Application of probabilistic functional integrated network analysis to the study of autoimmunity and primary Sjögren's Syndrome
Katherine James 1,2, Jennifer Hallinan 2, Anil Wipat 2, Wan-Fai Ng 1
1 Musculoskeletal Research Group, Institute of Cellular Medicine, Newcastle University,
2 School of Computing Science, Newcastle University
Objectives: The majority of experimental datasets can be represented as networks of parts and interactions. A network representation allows biological data to be represented in a manner that is both tractable for human visual study and computationally amenable. One of the most powerful approaches to the integration of heterogeneous data is the use of probabilistic functional integrated networks (PFINs), since these networks have statistical weights that indicate the level of confidence in the evidence for each interaction. The confidence weights allow the use of a variety of statistical algorithms that take these weightings into account. This study aims to integrate an immune-specific PFIN from a number of relevant experimental datasets and apply it to the study of primary Sjögren's Syndrome (pSS) and related diseases.

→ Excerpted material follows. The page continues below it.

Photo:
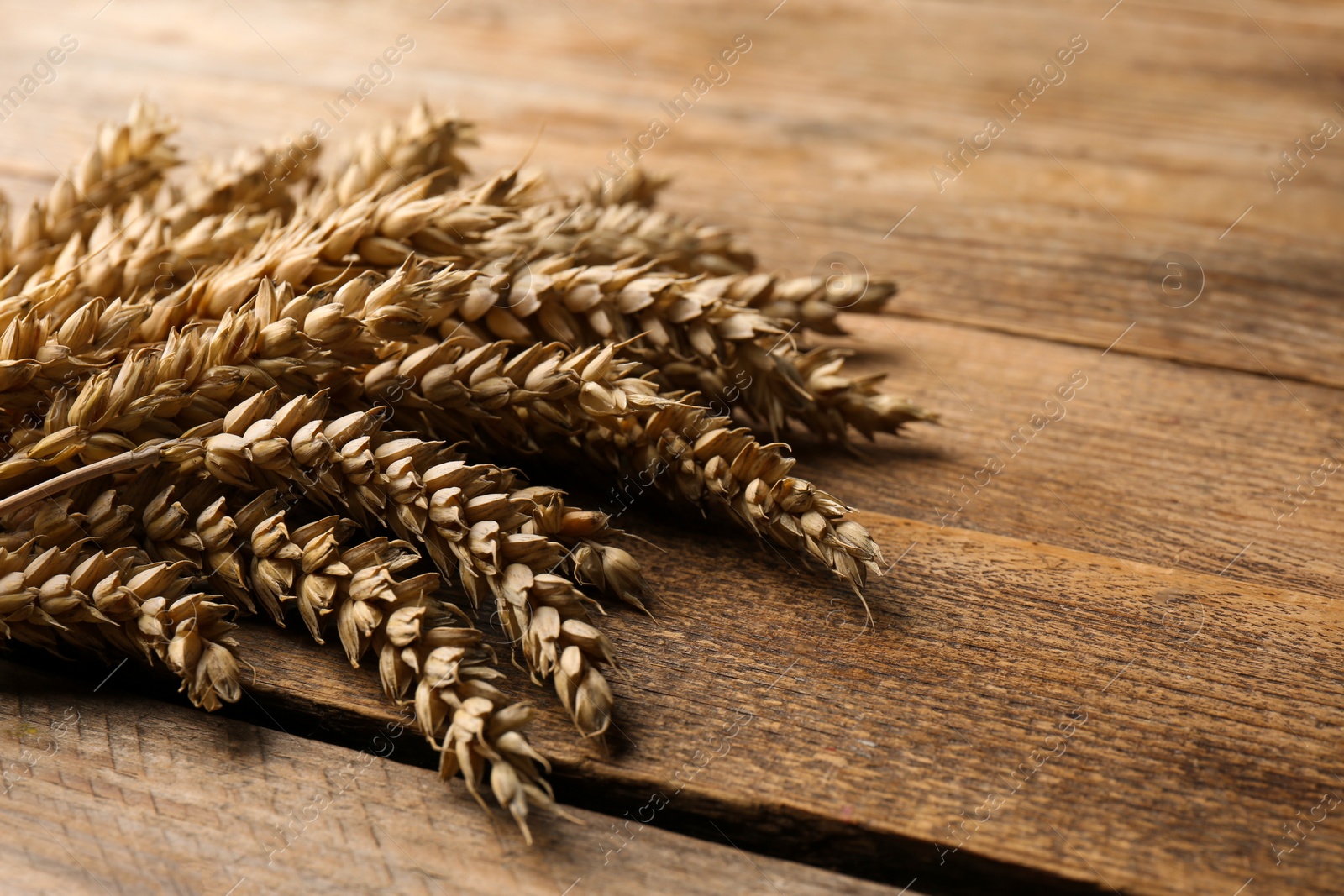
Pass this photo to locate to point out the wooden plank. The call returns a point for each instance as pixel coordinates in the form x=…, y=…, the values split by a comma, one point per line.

Methods: Functional interaction data were sourced from the BioGRID and InnateDB resources. Datasets were confidence scored using a metabolic pathway Gold Standard dataset derived from the BioSystems Database. The confidence scores were integrated for each individual interaction using a weighted sum. The proteins of the network were then annotated using Gene Ontology biological process terms. Finally, the network was filtered to produce a sub-network of immune proteins and their high confidence interaction partners. The final network was assessed for its ability to predict known autoimmune disease-related proteins before being applied to the prediction of novel pSS-associated proteins and to the comparison of autoimmune diseases using a variety of network analysis techniques.
Results: A probabilistic functional integrated network of immunity was produced. The core immune PFIN contained ˜1700 proteins which were involved in >10,000 interactions. Clustering of the network based on interaction confidence revealed distinct patterns of interaction between pSS-associated proteins and several biological processes, in particular the stress responses. In addition, a ranked list of candidate pSS-associated genes was produced.
Conclusion: Probabilistic network analysis is a powerful approach to data integration and the study of human disease. The immune PFIN generated by this work provides a valuable resource for the future study of pSS and its comparison with other autoimmune diseases.